Forestry statistics in Asia are inadequate. As a result, many decisions are based on inaccurate, incomplete or outdated information. Although many efforts have been made, and continue to be made, at national and international levels to improve this situation, capacities for providing relevant and up-to-date information remain weak in most countries. Strengthening statistics on forest products is crucial for improving forest policy formulation and planning at the national and sub-national levels.

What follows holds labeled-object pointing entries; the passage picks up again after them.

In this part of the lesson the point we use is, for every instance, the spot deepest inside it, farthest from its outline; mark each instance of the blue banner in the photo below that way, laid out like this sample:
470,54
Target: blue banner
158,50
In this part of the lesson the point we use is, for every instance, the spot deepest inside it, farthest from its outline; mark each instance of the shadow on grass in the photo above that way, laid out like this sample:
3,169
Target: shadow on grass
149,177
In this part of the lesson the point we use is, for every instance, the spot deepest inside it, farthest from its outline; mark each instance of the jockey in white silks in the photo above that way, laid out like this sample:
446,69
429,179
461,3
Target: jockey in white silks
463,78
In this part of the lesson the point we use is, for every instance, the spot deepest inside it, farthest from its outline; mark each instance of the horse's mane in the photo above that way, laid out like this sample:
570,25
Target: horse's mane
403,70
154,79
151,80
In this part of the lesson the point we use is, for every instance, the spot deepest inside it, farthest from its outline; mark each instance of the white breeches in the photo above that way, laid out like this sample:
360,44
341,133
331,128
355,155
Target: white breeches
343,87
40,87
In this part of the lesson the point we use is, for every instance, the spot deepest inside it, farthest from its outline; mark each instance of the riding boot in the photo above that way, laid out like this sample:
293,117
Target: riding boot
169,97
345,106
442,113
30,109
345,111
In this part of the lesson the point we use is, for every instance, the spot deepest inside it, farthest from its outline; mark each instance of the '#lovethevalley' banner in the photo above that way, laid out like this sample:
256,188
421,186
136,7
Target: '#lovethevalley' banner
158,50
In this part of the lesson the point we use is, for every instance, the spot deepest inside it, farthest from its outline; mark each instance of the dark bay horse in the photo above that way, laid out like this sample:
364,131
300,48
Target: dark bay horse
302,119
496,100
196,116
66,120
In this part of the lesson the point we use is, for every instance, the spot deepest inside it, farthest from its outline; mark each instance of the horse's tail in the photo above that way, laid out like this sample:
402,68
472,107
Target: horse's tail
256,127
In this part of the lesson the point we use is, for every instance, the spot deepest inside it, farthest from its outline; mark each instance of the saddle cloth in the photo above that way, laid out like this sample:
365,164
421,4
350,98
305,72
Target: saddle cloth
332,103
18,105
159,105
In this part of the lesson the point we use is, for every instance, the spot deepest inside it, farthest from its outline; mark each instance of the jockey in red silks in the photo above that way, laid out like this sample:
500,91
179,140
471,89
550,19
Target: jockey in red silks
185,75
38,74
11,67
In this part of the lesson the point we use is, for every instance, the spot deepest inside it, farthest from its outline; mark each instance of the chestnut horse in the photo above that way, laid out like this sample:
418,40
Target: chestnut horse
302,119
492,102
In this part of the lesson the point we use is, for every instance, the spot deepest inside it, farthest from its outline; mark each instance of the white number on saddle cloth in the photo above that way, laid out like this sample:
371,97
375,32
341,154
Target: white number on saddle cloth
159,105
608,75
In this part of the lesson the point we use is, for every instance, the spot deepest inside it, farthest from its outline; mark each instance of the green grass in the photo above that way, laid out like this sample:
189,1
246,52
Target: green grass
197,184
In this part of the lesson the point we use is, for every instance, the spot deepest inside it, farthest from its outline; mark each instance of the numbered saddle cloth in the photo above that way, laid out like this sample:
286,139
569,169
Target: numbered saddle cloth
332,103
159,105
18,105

This report reviews the current status of data collection, data processing and dissemination of information in the context of implementing sustainable forest management in the Asia-Pacific region. It provides insights into forest products statistics in 12 countries of Tropical Asia. The document consists of two main parts: (1) a regional synthesis on forest products statistics; and (2) country profiles that describe the current situation at national levels.
The country profiles review the existing data related to forest products and trade (roundwood, wood charcoal, wood chips, particles and residues, sawnwood, wood-based panels, pulp and recovered paper, paper and paperboard); identify main weaknesses and constraints in current statistical systems; and propose practical measures for improving data collection, data processing and regular dissemination of information on forest products.
This report includes contributions provided by: D.B. Dhital (Bhutan); Det Seila (Cambodia); Pratap Singh (India); Magdalena Gultom, Ahmad Pribadi, Nurcahyo Adi and Rubiandono (Indonesia); Somchay Sanonty (Lao PDR); Dan Yit May (Malaysia); Swoyambhu Man Amatya (Nepal); Tarik Nazir Chaudhry (Pakistan); Dolores R. Catindig (the Philippines); A.N.S. Baminiwatta (Sri Lanka); Suchart Thaipetch (Thailand); and Phan Trung Dien (Viet Nam). The inputs of the authors and their unnamed assistants are acknowledged.
Various colleagues at FAO headquarters in Rome and at the FAO Regional Office in Bangkok have been involved in the preparation of the country profiles and the regional overview. C.T.S. Nair, F. Padovani and T. Enters provided overall guidance and coordination for the study, and contributed to the collection, analysis and finalization of the information presented in this volume. Their assistance is appreciated. Furthermore, we would like to thank the European Commission for the financial support given for this work through the Tropical Forestry Budget Line B7-6201/97.
It is hoped that readers will find this publication useful and that it will contribute not only to improving forest products statistics in Asia but even more so to better decision-making.